Troubleshooting¶

There are issues that can occur when using KINC, ranging from data management to software and hardware configuration. The following sections will attempt to address the most common issues.

General Help and Guidance¶

If this online manual does not provide sufficient help or guidance, or if you encounter bugs or challenges please let us know. Please submit an issue on our `KINC issue tracking<https://github.com/SystemsGenetics/KINC/issues>`_ queue.

Thresholding Large GEMs¶

There are several issues that emerge when applying KINC to large input GEMs. Aside from the large computational cost in the similarity step, the main issue with large GEMs is the thresholding step. The rmt analytic finds a suitable threshold by performing a chi-squared test for each threshold to determine whether the thresholded network is random or non-random. In particular, the chi-squared value should transition from a low value (< 100) to a high value (> 200), and the threshold at which this transition occurs is selected as the final threshold. However, if the similarity matrix contains many edges even at high correlations (> 0.95), it will likely cause the chi-squared value to be too large for this transition to ever occur, and a suitable threshold will not be found.
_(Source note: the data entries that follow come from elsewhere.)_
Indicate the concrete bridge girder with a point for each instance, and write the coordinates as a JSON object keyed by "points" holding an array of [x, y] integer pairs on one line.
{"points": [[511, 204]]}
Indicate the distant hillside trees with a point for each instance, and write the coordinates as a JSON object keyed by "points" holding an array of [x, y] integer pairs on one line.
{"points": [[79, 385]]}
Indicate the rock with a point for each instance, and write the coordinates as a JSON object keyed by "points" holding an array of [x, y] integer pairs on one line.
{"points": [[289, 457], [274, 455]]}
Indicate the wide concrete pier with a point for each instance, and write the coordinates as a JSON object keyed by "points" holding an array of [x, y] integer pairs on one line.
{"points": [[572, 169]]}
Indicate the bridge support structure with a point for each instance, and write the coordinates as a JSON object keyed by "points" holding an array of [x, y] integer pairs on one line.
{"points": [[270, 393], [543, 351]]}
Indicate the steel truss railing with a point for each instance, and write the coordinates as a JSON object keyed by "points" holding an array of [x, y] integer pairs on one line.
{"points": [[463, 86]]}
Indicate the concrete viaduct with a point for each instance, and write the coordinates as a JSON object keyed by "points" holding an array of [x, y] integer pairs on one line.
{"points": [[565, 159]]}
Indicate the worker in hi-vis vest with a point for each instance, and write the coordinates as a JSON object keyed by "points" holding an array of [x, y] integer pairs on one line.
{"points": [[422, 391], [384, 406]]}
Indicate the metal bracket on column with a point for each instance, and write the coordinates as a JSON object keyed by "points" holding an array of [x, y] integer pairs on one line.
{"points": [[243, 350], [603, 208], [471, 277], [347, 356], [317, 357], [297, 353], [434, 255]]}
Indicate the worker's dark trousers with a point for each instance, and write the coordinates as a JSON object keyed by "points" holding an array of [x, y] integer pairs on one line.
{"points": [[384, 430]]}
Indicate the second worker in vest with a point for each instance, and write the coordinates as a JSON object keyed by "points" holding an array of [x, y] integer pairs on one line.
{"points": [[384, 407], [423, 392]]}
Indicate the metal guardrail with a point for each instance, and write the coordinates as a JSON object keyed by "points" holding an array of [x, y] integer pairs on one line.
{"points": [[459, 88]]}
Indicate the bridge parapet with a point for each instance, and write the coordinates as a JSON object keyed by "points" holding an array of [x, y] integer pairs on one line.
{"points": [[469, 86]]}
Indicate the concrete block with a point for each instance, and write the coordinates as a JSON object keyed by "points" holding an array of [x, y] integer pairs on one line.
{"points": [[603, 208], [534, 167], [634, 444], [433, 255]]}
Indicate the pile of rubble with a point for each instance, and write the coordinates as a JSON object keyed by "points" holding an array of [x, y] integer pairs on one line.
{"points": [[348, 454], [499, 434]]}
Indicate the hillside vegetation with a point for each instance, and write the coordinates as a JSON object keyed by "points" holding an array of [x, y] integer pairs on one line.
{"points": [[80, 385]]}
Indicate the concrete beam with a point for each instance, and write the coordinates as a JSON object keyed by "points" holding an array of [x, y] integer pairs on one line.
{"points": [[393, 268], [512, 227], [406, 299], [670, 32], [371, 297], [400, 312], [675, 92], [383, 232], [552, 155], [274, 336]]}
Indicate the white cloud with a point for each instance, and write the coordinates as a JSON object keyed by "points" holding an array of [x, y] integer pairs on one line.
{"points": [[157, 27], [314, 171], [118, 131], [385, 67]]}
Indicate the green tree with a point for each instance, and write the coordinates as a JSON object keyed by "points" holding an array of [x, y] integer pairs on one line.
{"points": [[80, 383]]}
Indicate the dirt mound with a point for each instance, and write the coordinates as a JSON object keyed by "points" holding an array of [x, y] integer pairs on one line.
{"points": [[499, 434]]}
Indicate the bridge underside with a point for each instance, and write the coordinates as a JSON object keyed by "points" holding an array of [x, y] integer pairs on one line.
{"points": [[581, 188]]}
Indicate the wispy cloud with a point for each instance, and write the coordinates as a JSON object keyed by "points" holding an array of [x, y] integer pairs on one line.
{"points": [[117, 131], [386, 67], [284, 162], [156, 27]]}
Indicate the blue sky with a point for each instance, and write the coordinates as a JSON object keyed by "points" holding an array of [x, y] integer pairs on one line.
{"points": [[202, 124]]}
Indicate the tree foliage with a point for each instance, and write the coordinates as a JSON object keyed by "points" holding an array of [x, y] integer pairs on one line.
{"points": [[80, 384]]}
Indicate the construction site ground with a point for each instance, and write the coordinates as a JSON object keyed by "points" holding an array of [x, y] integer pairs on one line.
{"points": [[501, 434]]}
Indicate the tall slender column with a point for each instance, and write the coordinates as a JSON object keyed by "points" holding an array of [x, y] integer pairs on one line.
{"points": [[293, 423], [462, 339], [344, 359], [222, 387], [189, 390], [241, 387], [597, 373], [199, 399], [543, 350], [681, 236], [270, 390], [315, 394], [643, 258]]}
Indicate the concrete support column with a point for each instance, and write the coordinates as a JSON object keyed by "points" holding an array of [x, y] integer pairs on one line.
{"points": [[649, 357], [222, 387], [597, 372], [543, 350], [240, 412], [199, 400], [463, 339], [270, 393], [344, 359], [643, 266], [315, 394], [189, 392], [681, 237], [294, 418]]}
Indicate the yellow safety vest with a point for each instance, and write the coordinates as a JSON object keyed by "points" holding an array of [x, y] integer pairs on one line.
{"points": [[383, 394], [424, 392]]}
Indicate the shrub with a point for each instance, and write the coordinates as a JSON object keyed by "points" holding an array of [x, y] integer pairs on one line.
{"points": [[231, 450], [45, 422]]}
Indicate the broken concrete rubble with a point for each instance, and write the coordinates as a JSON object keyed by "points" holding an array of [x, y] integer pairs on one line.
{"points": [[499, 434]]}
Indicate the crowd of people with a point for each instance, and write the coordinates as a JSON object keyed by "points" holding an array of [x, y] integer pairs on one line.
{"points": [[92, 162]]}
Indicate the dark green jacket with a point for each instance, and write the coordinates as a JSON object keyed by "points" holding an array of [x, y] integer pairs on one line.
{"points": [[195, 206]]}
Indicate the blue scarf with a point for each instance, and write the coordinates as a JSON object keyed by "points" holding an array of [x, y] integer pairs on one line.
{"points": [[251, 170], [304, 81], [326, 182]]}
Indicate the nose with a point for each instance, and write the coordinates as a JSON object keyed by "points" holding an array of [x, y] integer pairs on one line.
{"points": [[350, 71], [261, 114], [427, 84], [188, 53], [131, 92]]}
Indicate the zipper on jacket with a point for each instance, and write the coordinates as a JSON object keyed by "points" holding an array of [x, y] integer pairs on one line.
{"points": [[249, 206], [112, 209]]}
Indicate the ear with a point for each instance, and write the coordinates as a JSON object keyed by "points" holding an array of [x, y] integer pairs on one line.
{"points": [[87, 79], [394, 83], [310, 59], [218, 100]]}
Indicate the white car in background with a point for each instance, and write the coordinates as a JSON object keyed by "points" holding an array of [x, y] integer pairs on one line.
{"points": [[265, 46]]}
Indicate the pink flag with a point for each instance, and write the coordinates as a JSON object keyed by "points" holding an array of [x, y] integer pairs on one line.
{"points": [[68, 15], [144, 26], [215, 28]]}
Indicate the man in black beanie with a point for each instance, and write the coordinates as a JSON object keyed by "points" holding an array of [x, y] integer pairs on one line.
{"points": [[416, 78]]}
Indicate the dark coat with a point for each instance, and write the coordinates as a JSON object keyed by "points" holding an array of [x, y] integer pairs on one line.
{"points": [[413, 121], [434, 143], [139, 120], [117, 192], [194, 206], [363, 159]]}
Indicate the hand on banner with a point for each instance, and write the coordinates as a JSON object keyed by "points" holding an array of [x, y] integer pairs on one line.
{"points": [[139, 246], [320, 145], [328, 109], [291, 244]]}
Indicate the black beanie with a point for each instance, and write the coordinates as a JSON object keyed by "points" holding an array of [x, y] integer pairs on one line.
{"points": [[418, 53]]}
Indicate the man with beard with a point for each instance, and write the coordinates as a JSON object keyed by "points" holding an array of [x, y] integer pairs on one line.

There are many approaches to dealing with this issue. In general, the best thing to do first is to visualize some properties of the data: the sample distribution of the GEM (consult the GEMprep tool), the correlation distribution of the similarity matrix (using visualize.py), and pairwise scatter plots of the similarity matrix (using visualize.py). These visualizations can help you to identify irregularities or noise in the data, from which you can decide how to remove them. For example, if the GEM contains many negative-valued expressions that are noisy, you can use the --minexpr option in the similarity analytic to exclude these expressions when computing the pairwise correlations, which may remove many high but meaningless correlations.